As for the plot however, it's where I find the film not finding its feet, being over 3 hours long, it sure fit in a lot into those hours, but it also becomes very difficult to follow exactly what's going on, a couple of flashbacks as well as magic using that shifts from powerful to not so powerful, it's pretty much decided what's best for the story.

Our main guy Ho ends up married to a woman that he don't even remember accepting in the first place, but it's obvious quickly that things aren't what they seem to be. Ho is very naive, always bowing and apologize for the smallest thing and he keeps smiling all the time with his teeth pushed forward, making him look a bit goofy. If the film had have a more sharp and focused protagonist, this film would probably have been over quickly, I became rather tired of Ho's behavior at the end and started to sympathize more with the people around him towards the end. However, the drum battle was really creative and fun and something I've not seen before in films.

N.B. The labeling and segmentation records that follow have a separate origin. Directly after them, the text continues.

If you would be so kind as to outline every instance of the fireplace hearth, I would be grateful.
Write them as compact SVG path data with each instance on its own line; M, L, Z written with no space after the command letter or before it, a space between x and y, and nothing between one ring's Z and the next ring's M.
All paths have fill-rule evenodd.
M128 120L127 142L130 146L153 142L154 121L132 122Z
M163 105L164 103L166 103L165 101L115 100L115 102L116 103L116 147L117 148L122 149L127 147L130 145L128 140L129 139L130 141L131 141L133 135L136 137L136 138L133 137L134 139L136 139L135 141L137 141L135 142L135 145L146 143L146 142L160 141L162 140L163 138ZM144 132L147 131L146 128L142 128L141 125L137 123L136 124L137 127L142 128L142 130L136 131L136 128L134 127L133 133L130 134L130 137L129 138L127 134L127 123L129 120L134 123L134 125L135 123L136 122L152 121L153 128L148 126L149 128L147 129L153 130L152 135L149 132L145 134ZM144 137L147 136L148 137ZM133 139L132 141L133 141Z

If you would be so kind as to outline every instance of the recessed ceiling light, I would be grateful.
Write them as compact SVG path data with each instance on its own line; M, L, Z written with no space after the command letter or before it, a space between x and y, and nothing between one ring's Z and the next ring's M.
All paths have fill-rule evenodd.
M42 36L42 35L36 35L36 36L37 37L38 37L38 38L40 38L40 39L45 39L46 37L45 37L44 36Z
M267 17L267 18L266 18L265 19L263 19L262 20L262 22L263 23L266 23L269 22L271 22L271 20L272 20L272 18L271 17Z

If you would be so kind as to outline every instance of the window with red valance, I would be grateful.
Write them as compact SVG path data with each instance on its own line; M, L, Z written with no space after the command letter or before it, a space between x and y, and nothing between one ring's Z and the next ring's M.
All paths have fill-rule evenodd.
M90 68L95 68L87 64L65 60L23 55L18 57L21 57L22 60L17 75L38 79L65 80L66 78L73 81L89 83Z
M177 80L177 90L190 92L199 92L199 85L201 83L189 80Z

But just like everyone else here, we don't watch this film for Ho, we watch it for the amazing directing of King Hu. It's the first film of his I've seen and I really love the whole mood of the film, the cinematography, the music, even if the plot wasn't to my taste, I will definitely rewatch this film again and again, just to experience the scenery and the chinese flute tunes again.

And an extra thumb up for the Masters of Cinema bluray cover, it really fits the whole film so much better, smoke and mysterious vibes - because I could see how other studios would have try to sell this as a fantasy horror film instead, we can see how the different covers look like in the image gallery on this site and I really love MoC's version most.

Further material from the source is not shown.